Siamo quelli che escono senza alcun timore in macchina nonostante l’anno scorso si siano verificati in Italia 177.031 incidenti stradali con lesioni, che hanno provocato la morte di 3.381 persone e il ferimento di altre 251.147. Una strage. Nella vita domestica saliamo senza tema su un seggiolino per prendere la farina lassù in alto pur sapendo che sono 7.378.000 ogni anno gli accessi in pronto soccorso causati da incidenti e violenza, di cui oltre 1.825.000 avvenuti in casa (Istat). Eppure nessuno si spaventa, pur sapendo che si farà certamente male così, e forse morirà. 

Al cospetto di ciò, che non genera alcuno schiamazzo, nessun commento accorato, i morti per terrorismo quanti sono? Dunque, di che cosa stiamo parlando? Cos’è questo allarme, che genera invettive, litigi sui social, stati d’ansia collettiva? Perché c’è gente che in un aeroporto si guarda intorno terrorizzata, sta spalle al muro, nonostante in migliaia di aeroporti transitino decine di milioni di persone al giorno senza neppure mai farsi un graffio? Perché i politici invocano la pena di morte, l’espulsione in massa di tutti i non italiani? Io, ad esempio, ho paura degli italiani quando guidano, e la statistica mi dà ragione. Allora che vogliamo fare, espellere tutti gli italiani perché guidano male e mettono a repentaglio la mia preziosissima vita? Se fossi un extracomunitario lo direi: “Italiani, per strada ho paura di voi!”.

Nelle liste dei problemi gli psicotici non partono mai dall’alto. E noi? Ogni anno muoiono circa 180 donne, uccise da uomini, una vittima ogni due giorni (Eures). Ignoriamo le ventinove cause di morte più gravi per occuparci in massa della trentesima. Perché!?

Ottanta morti a Nizza, sono tanti. Un buon numero tra Parigi, la Germania e altrove. Tragedie, beninteso. Tutte (o quasi) vittime per causa di cittadini europei. Non venga a nessuno in mente di chiamarli diversamente, perché sono nati e vissuti in Europa, sono andati a scuola qui, hanno lavorato qui. E allora? E’ brutto, è grave, ma è anche evidente che si tratta di emuli raccattati nei bassifondi della follia e del disinserimento sociale. E’ evidente che la comunicazione allarmata e clamorosa che stiamo facendo li innesca, perché gli concede il momento eroico, invece del momento del coglione, per farla finita. Se i telegiornali smettessero di fare dirette fiume a ogni atto terroristico, in sei mesi sarebbe finito tutto. Idem se qualche poliziotto belga o francese facesse il suo lavoro decentemente. Se la televisione dedicasse la stessa enfasi ai tagli da lamierino aprendo le scatolette di tonno, le aziende di scatolame fallirebbero, e i tonni vivrebbero felici e contenti.
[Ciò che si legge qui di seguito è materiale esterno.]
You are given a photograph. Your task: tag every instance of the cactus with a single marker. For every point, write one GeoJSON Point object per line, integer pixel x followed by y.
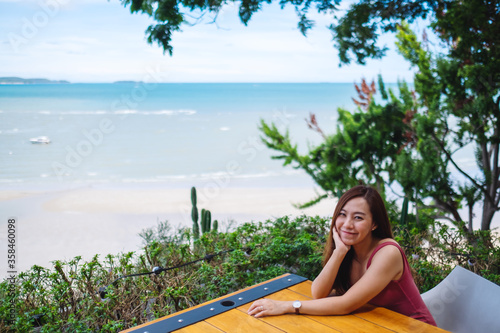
{"type": "Point", "coordinates": [404, 212]}
{"type": "Point", "coordinates": [206, 218]}
{"type": "Point", "coordinates": [194, 214]}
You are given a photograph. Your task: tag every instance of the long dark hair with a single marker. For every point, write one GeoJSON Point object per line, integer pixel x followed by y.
{"type": "Point", "coordinates": [380, 219]}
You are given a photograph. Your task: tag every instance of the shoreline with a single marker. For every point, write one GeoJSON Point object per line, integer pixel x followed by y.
{"type": "Point", "coordinates": [61, 224]}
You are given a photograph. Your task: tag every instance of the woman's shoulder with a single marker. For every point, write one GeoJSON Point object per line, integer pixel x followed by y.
{"type": "Point", "coordinates": [389, 241]}
{"type": "Point", "coordinates": [382, 249]}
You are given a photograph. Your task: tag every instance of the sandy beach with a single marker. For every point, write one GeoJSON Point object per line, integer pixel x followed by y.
{"type": "Point", "coordinates": [62, 224]}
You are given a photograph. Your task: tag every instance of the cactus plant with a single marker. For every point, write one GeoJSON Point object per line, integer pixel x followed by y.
{"type": "Point", "coordinates": [206, 218]}
{"type": "Point", "coordinates": [194, 214]}
{"type": "Point", "coordinates": [404, 212]}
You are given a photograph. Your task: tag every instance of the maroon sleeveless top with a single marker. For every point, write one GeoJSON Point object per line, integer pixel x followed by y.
{"type": "Point", "coordinates": [402, 295]}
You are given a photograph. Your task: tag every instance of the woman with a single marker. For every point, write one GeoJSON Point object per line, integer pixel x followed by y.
{"type": "Point", "coordinates": [362, 264]}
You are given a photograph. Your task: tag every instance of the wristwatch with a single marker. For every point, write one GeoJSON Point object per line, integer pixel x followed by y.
{"type": "Point", "coordinates": [296, 306]}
Se seicento italiani muoiono in un anno cadendo da un treppiede fatto in oriente nessuno ci bada, la notizia non c’è e soprattutto nessuno titola: “Siamo in guerra. La Cina ci vuole morti”. Se quattro imbecilli emuli sparano e fanno morire dieci connazionali se ne parla per settimane, a reti unificate. L’Isis ride a crepapelle, nonostante rivendichi l’attentato solo quando è certa che un minimo appiglio ci sia. E noi crediamo che ci sia una rete, una trama, un collegamento in grado di minare l’Europa. E’ come se io domani rivendicassi l’aggressione a un capoufficio stronzo da parte di un manager saudita esasperato che gli ha spaccato la testa a colpi di MontBlanc. Avendo scritto libri sul tema “lavoro” voglio un titolo a nove colonne sul Corriere di Rihad e un’indagine internazionale a mio carico. Ma sai le risate dell’Interpol…!?

Si può essere più fragili di così? Ci sgretoliamo sotto i colpi dei media che noi stessi gestiamo. Ma se siamo fragili, vogliamo chiederci perché? Vogliamo prendere atto con calma che qualcosa nella società, nella nostra cultura, non va? Se andasse, non avremmo tutti questi matti in giro… Ma vogliamo farlo con calma, perché non c’è alcuna guerra!? E’ semplice terrorismo, lo abbiamo avuto in casa per due decenni, ben più grave e letale. Il Generale Dalla Chiesa, alla fine, lo sgominò. Vogliamo fare altrettanto, e ragionarci su? Così magari non ci distraiamo dalle nefandezze assai più gravi che avvengono nei nostri paesi, e che qualcuno, secondo me, è ben lieto che passino in secondo piano nascoste dietro la Guerra Santa.